Wednesday, December 7, 2016

Bartering without ledgers, how can that happen?

The debate about the natural origination of money usually start with the bartering arrangement. Not always, some theories start with dictatorships. Look at tyhe development of money from bartering here.

Bartering without a ledger is very difficult,  nearly impossible to take an arbitrary inventory and march to the market place, especially since these would be seasonal markets. I suspect most agrarian businesses kept a simple ledger, what product was going to what party in  exchange for past or future exchange. Neighbors would certainly have known about upcoming new horses, sheep, bumper crops, and the rest.  They would have put in their 'reservation', gotten their name on the ledger, for delivery in the spring.

And the ledger entry would be then origination of money, under this theory. An interesting speculation, and it comes to ind obviously because of distributed ledger.  It would have been important that each member of the bartering community agreed on actually seeing each others, honest, ledger.  Otherwise, they could not price risk, what if the farmer promised more than a single rain could produce? Then governments would want a peek.

Churches would have started the ledger idea, counting the overall flock, and that master ledger subdivides by farm and shop. The church, naturally, wants a tithing, but a tithing is entry into the church and food on a cold blizzard night.
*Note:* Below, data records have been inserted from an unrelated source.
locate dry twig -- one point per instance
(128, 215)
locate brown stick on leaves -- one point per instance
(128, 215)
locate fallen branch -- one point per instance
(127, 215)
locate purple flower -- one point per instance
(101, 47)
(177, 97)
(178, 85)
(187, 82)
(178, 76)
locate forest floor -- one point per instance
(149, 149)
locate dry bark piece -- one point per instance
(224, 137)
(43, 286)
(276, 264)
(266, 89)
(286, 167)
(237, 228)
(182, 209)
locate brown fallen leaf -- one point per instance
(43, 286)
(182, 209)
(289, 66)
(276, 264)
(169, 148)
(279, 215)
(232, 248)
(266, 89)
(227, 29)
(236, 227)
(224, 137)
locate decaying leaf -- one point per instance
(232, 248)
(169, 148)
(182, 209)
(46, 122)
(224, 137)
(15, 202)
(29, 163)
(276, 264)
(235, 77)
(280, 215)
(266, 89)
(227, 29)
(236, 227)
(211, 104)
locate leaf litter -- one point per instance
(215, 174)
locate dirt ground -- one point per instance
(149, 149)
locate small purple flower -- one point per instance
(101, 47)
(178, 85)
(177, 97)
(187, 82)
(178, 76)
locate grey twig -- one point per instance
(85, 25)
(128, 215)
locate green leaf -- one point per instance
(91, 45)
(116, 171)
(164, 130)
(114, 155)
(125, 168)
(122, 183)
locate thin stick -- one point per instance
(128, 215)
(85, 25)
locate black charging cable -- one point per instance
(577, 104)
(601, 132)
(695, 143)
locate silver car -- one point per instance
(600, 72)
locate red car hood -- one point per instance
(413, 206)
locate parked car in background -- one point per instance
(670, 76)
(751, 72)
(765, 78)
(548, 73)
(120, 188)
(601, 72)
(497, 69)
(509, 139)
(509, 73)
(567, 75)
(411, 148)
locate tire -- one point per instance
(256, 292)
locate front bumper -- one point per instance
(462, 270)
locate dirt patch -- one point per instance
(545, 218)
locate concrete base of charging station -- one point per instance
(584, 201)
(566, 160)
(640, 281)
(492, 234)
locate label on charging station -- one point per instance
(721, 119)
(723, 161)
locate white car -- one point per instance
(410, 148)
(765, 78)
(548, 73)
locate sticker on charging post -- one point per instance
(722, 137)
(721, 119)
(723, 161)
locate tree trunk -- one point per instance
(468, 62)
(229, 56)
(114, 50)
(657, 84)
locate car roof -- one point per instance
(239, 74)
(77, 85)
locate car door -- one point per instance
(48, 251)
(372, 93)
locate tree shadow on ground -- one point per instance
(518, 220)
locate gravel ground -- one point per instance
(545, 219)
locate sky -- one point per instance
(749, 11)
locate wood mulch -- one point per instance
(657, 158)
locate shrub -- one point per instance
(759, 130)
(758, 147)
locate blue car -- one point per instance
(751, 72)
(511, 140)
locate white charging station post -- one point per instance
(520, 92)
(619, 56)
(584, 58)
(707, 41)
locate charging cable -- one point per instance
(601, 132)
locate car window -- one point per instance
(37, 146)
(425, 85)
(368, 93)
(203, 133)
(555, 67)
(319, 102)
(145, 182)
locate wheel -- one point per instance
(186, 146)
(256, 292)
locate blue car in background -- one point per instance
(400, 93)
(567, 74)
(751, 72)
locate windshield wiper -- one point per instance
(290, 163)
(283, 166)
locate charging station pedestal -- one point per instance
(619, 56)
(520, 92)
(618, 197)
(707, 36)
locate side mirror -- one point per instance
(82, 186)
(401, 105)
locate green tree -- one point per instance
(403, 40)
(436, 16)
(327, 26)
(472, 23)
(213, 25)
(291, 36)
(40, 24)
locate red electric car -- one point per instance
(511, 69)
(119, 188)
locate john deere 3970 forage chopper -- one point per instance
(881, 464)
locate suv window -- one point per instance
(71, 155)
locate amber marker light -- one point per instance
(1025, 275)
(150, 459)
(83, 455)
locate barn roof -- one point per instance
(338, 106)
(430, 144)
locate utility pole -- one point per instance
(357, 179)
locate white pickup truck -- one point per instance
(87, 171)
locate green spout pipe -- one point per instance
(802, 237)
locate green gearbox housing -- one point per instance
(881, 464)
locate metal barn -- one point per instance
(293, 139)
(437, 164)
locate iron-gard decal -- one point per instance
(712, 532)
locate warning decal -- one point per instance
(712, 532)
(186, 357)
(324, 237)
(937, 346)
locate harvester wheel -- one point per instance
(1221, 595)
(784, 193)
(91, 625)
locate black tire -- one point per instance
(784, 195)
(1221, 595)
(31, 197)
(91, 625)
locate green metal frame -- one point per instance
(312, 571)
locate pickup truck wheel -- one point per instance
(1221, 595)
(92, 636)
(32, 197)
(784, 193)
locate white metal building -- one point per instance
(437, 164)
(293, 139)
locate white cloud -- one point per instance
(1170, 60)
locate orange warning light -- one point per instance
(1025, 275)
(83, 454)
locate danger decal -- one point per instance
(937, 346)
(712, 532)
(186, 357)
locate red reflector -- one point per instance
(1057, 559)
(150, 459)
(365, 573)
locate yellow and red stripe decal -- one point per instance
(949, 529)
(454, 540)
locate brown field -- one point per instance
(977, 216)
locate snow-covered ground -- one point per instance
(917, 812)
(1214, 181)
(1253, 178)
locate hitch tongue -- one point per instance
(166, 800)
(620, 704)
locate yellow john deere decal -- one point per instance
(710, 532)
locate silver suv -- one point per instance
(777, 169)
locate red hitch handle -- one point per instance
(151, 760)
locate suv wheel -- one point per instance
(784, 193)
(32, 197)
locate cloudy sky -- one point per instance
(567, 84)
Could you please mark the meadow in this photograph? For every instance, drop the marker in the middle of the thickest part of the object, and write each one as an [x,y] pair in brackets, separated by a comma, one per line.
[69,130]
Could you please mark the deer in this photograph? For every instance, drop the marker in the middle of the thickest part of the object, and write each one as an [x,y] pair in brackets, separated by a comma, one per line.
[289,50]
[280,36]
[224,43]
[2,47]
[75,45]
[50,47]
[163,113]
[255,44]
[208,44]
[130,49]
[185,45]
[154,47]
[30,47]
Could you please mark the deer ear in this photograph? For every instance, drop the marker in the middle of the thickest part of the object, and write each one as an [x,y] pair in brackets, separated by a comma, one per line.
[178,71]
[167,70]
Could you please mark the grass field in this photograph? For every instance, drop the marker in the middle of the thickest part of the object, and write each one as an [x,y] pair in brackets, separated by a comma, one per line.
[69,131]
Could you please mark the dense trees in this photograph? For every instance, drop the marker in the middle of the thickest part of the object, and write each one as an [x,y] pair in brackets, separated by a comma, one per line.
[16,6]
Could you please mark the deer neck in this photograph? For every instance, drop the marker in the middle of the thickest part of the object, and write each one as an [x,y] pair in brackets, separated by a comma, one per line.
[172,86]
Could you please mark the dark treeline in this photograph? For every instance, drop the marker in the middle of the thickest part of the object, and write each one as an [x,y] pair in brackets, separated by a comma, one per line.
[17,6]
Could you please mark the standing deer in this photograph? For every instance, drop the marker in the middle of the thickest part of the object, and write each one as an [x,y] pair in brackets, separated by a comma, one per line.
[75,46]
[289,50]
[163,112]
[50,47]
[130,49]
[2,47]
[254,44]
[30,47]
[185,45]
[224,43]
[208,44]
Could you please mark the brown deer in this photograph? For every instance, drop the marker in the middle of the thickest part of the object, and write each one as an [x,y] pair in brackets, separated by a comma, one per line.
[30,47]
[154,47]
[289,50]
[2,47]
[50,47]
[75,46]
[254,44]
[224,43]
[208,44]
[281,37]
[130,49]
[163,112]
Ledgers are like short block chain

In real time, poerson X wants the new horse, but it is promised to person Y, its in the ledger.  Person X and Y van swap the ledger position.  Cross out tyhe current entry,and add a new entry.  Do this under witness, or have the local friar verify both parties.  By changing entries, implicit price is set, and side arrangements handle 'bit error'./ But he exchange may ripple through a second layer of ledgers, at the level of the trading parties.  Hence risk becomes priced over the agrarian season, then in spring it is mostly surplus that goes to the barter market.